Important clues are emerging from a unique consortium of human resource executives and other leaders. They have gathered through CHREATE (the Global Consortium to Reimagine HR, Employment Alternatives, Talent, and the Enterprise) to map how organizations must evolve to meet future challenges, to identify pivotal initiatives to accelerate that evolution, and to design the actions needed to make the future a reality.
To help frame where the world of work is going, CHREATE leaders identified five fundamental forces driving change:
Social and organizational reconfiguration. Organizations will be increasingly transparent to stakeholders and more flexible, shifting toward more power-balanced forms and more project-based relationships. Talent will engage on aligned purpose, not just economics.

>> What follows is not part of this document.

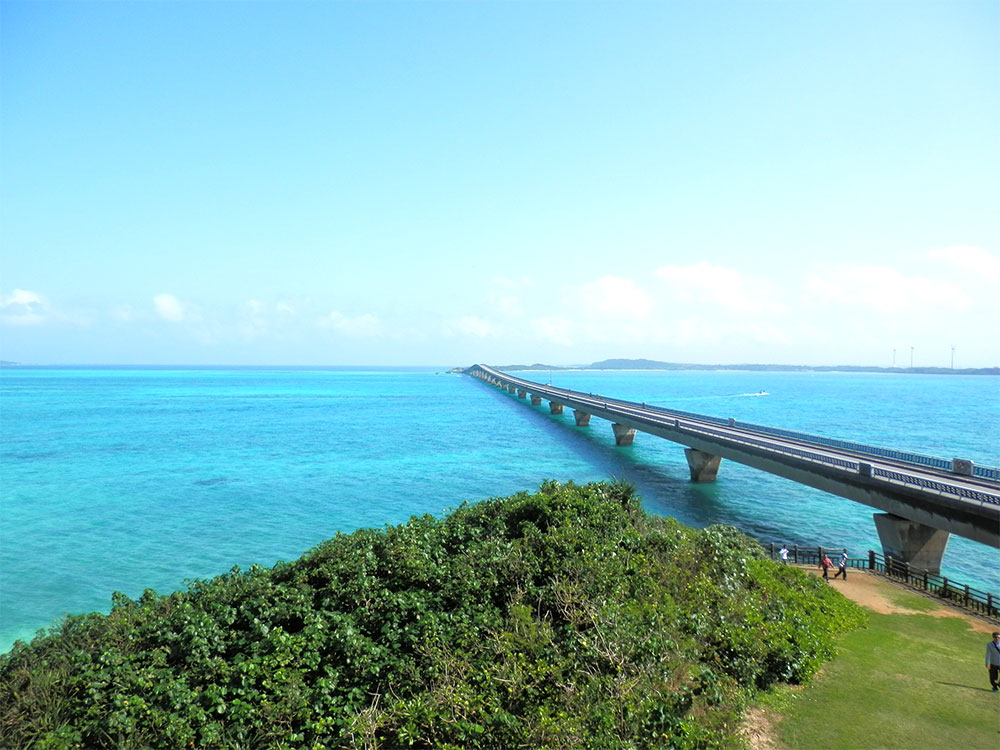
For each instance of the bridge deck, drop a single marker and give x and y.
(929, 495)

Beyond traditional hierarchies and contracts, networks and social and external collaborations will make leadership more horizontal, shared, and collective.
All-inclusive global talent market. Women and nonwhite ethnicities become talent majorities, and greater longevity increases multigenerational workforces. Social policies support boundary-less work beyond traditional full-time employment. Work and worker segmentation enables increasingly differentiated policies, practices, work designs, pay, and benefits, and workers choose organizations based on the opinions of socially connected peers and opinion leaders.
A truly connected world. Work is increasingly virtual and occurs anywhere and any time, through mobile personal devices with global real-time communications. Boundary-less work partnerships and networks augment capabilities and redefine careers, learning and workplace fairness and attractiveness.
Exponential technology change. Robots, autonomous vehicles, commoditized sensors, artificial intelligence, and the Internet of Things reshape the work ecosystem so that flexible, distributed, and transient workforces adapt to rapid business reinvention. Organizations and workers balance long-term bets and flexibility under uncertainty by engaging automation to adapt to frequent changes and rapid skills obsolescence.
Human-automation collaboration. Analytics, algorithms, big data, and artificial intelligence increasingly abolish work previously performed by humans but also create new work at the interface of humans and automation. Organizations and workers conceive and design their work to optimize rather than resist this interface.